Par for the course, I got lost, even though I had the GPS and the Yahoo Map with me in the car.

Once, when I was in college, I had to drive into Washington, DC for a late-night event. The evening ended at 11 p.m., and at 1:00 a.m. I was still driving around the city streets. I knew I was in trouble when I’d driven under the 7th street* bridge for the 3rd time. I needed gas and there was not an open station in sight.

I won’t ever forget the panicky feeling I had, driving around, alone, the seep of the cold in my little Ford Escort. Keeping silence in the car, rather than my usual blasting metal.

I thought I’d never get out of the city.

Here’s Your Prompt: Write about being lost. If you’re journaling, this could be a personal time when you were lost. If not, throw your character out into the wild.

Where is he lost? In the city or in the woods? During a gentle summer evening or a sleeting winder evening, darkness falling.

Make sure your character has no means to navigate: no compass, no GPS, no sewing needle and cork (look it up if you don’t know what I’m referring to). If you want to be really cruel, make certain your character has no sense of direction, too. Also: there’s no one around to ask directions of.
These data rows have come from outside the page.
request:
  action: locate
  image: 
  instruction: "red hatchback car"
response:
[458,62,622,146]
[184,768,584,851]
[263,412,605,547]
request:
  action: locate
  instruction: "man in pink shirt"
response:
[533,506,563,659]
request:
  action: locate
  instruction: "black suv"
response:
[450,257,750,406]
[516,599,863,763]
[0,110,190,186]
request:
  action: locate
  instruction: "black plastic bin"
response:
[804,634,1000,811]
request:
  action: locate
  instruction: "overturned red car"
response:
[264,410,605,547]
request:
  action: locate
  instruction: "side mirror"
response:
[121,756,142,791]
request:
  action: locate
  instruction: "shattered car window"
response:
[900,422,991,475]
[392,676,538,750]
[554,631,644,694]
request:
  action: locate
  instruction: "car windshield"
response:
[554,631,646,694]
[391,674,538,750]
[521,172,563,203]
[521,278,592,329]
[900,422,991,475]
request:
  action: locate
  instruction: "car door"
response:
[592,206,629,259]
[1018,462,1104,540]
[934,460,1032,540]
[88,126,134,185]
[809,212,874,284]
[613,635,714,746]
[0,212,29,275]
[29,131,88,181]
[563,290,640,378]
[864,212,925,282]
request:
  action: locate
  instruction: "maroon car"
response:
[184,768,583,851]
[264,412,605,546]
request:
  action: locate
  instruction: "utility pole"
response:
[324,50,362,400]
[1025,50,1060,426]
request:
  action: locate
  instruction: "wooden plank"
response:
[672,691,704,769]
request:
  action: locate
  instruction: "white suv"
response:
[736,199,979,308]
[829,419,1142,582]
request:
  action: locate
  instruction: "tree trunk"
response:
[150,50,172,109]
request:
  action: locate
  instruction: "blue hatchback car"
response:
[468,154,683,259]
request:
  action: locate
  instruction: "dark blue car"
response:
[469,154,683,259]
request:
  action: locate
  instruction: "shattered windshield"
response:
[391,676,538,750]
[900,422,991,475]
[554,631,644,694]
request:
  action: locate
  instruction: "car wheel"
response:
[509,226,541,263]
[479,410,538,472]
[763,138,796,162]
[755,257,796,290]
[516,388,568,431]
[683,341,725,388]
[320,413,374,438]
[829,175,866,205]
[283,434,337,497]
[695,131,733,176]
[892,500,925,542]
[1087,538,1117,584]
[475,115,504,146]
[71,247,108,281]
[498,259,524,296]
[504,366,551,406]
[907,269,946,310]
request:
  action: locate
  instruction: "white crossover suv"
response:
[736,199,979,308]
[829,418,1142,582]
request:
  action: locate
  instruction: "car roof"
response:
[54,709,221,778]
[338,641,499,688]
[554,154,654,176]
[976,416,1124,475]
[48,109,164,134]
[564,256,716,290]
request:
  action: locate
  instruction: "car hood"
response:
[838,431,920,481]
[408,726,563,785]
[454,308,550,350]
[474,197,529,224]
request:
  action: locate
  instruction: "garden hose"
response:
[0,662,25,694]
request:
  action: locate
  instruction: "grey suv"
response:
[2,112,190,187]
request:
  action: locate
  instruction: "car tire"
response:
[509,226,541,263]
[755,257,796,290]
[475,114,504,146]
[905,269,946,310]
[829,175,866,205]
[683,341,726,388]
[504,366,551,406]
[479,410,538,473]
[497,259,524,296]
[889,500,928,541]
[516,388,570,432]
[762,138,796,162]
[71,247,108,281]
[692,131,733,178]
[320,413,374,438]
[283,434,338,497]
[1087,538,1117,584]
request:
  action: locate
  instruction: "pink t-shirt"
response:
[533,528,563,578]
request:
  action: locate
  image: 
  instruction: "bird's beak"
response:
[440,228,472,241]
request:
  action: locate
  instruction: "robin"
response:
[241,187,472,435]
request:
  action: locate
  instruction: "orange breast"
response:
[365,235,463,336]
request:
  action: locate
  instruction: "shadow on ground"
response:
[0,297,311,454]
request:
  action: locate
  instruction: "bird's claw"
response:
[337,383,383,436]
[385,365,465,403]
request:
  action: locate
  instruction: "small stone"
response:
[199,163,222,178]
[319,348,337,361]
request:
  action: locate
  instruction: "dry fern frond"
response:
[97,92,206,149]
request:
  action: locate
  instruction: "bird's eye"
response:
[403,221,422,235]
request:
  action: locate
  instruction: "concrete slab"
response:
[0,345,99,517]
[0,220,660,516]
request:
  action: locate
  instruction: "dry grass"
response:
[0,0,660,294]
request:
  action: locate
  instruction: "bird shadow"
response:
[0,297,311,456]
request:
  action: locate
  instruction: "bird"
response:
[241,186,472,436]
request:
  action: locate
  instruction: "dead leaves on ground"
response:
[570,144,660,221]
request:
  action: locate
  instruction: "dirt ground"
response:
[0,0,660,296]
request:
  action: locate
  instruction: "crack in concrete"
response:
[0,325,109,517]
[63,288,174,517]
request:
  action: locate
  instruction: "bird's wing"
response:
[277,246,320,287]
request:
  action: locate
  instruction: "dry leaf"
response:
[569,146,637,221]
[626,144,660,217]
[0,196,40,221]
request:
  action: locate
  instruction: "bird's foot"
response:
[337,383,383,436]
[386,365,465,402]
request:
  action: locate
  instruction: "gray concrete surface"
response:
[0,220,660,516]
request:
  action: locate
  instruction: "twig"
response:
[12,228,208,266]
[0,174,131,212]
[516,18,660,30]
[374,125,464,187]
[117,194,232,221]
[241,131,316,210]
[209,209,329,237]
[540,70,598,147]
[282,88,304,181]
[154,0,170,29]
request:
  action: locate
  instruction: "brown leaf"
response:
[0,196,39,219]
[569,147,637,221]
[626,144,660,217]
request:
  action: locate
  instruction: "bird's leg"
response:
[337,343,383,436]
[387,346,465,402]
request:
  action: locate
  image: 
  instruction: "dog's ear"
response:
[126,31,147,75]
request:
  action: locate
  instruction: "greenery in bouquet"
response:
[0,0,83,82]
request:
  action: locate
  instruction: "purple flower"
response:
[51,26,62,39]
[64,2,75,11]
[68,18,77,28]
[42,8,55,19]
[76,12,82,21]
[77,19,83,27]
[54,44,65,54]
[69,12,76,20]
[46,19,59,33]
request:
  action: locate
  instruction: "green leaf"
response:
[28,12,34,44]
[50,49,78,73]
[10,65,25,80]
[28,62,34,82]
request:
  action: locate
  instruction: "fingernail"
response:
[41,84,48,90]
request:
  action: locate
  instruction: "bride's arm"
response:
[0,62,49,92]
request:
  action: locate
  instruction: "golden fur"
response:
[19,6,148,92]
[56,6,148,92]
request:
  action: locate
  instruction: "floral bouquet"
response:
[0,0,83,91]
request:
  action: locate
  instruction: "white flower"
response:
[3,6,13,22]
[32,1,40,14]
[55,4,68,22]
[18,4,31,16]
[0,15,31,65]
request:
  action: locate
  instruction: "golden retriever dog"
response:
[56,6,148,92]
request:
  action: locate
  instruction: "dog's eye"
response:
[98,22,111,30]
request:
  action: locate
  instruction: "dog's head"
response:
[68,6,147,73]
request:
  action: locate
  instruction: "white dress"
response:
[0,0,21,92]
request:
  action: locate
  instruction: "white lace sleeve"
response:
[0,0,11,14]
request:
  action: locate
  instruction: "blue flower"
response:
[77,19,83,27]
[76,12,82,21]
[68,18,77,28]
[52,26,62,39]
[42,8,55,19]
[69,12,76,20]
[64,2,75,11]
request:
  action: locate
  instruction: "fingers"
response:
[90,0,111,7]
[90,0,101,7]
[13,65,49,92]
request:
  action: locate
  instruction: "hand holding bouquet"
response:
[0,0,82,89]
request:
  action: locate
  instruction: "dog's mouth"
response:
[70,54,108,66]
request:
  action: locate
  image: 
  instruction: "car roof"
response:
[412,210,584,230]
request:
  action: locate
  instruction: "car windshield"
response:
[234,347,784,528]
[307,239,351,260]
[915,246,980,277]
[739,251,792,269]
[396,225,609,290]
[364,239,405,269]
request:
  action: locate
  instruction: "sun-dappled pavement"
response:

How does she feel? Is she panicked? Resigned? Pragmatic? Is her stomach upset? Is she shaking? Does she feel like she wants to throw up? How does he react? Swear? Cry? Kick something? When your character finally moves…tell us why he or she chose that direction. Did he see a light in the distance? Smoke? The sound of gunfire? Maybe they’re running away from one direction, rather than another. Why?

Make it as hard as possible for your character to find his way. And once he or she does, describe the relief, the ensuing anger, the rants, the promises (I’m never going there again!) they feel once they’re safe and sound.


*I could be misremembering which street here. 7th? 11th? It was a long time ago. But I think you get the point.